Was it really as bad as I perceived it to be? Anyone can assume what they think, but no one really knows. Will I ever happen to run into that professor again? In some way I hope so, and in some way I hope not, for fear that he will remember me. But I will never forget my experience, and I know that one day I will return to that city, feeling confident, and will look back on this experience and laugh. Even after walking the streets, meeting the people, and exploring every corner of the city many times, the magic it holds for me never tainted, it only grew. I know that the mystical fairyland I imagine it to be seems irrational to others but it doesn’t matter. Victor Frankl said “The meaning of life is to give life meaning,” and if I believe a place is like heaven then to me it is and that’s what matters. One day I’ll live there. One day.
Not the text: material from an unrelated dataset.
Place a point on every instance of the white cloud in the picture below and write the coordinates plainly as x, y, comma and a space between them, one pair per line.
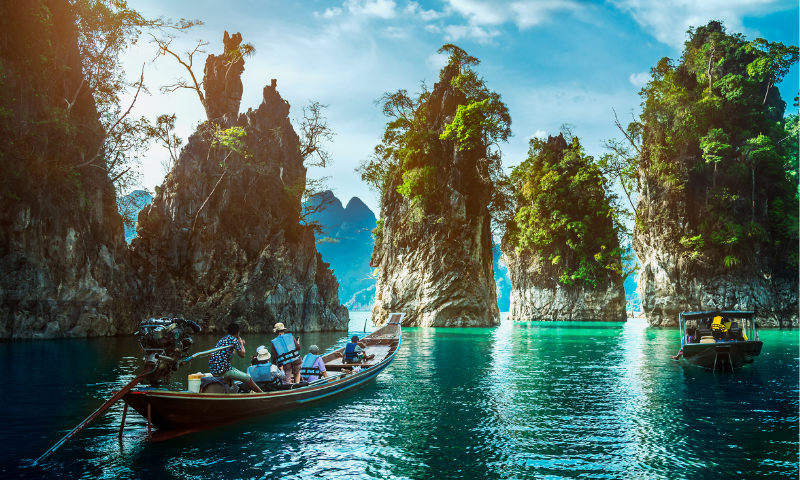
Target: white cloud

Looking back, I realize how irrational I was. I wish I could have acted differently, more like “myself,” but the problem with anxiety is that once it impacts that prefrontal cortex in your brain, it means you can’t react as quickly, and you can’t process information in the same way or make clear decisions. These are proven scientific facts. So if you’re under a lot of stress, don’t make major life decisions like who to date, where to live, what to major in, or what to say at a seminar with world-leading political experts. At this point I think, wow, that was a pretty epic first day in the United Kingdom. I’m glad I didn’t go to Buckingham Palace or the London Eye. I guess I’ll keep following Rumi’s advice to “Let yourself be silently drawn by the strange pull of what you really love. It will not lead you astray.” Although next time, I’ll try to get more sleep and be less anxious.

.

Mindfulness for dealing with stress and anxiety:
- 6 Techniques to Lower Your Stress – Daniel Goleman http://www.wildmind.org/blogs/book-reviews/relax-6-techniques-to-lower-your-stress-by-dan-goleman
- Mindfulness-Based Stress Reduction: What it Is, How it Helps http://www.psychologytoday.com/blog/crisis-knocks/201003/mindfulness-based-stress-reduction-what-it-is-how-it-helps
 
References:
1) Funahashi S, Bruce CJ, and Goldman-Rakic PS. “Mnemonic coding of visual space in the monkey’s dorsolateral
prefrontal cortex.” J Neurophysiol 61: 331–349, 1989 (http://jn.physiology.org/cgi/reprint/61/2/331).
2) Goldstein, A.N., Greer, S.M., Saletin J.M., Harvey, A.G., Nitschke, J.B., Walker, M.P. (2012). “Tired and Apprehensive: Anxiety Amplifies the Impact of Sleep Loss on Aversive Brain Anticipation.” The Journal of Neuroscience. (http://www.jneurosci.org/content/33/26/10607.abstract).
3) Dublin, N. (2009). “A Guide to Successful Stress Management.” Jessica Kingsly Publishers; London, UK; Philidephia, USA
4) http://www.dailymail.co.uk/health/article-3728/Eating-chocolate-good-you.html

2 responses to “The Most Embarrassing Day of My Life: Some Insights on the Neuroscience of Anxiety

  1. Mashallah. I read it all the way to the end. There is nothing embarrassing about this inspiring reality storytelling style of writing (which, by the way, has inspired my recent blog posts). This piece has it all: Tragedy, Comedy, Romance, Science, Psychology, Personal Diary; but above all, and for me personally, it collapses the rigid boundaries between reality and fiction, emotions and rationality, fluid personal knowledge and hard academic writing, who we are and how others perceive us, science and art, philosophy and poetry, feelings and thoughts, and pleasure of the text and pragmatic realization of meanings. I don’t know who else in this world writes in this style of rich texture and thick layers. Please, keep it up. It could be your next TEDx.

  2. Having lived in London for 2 years, my excitement rose with every word. Heidi explains her situation clearly with definitions to boot! I learned things about the brain & why children may have a tantrum. Interesting! Exciting! Emotional as if I was there. Great writing. My heart goes out to Heidi Green. Great job! Loved every minute of it.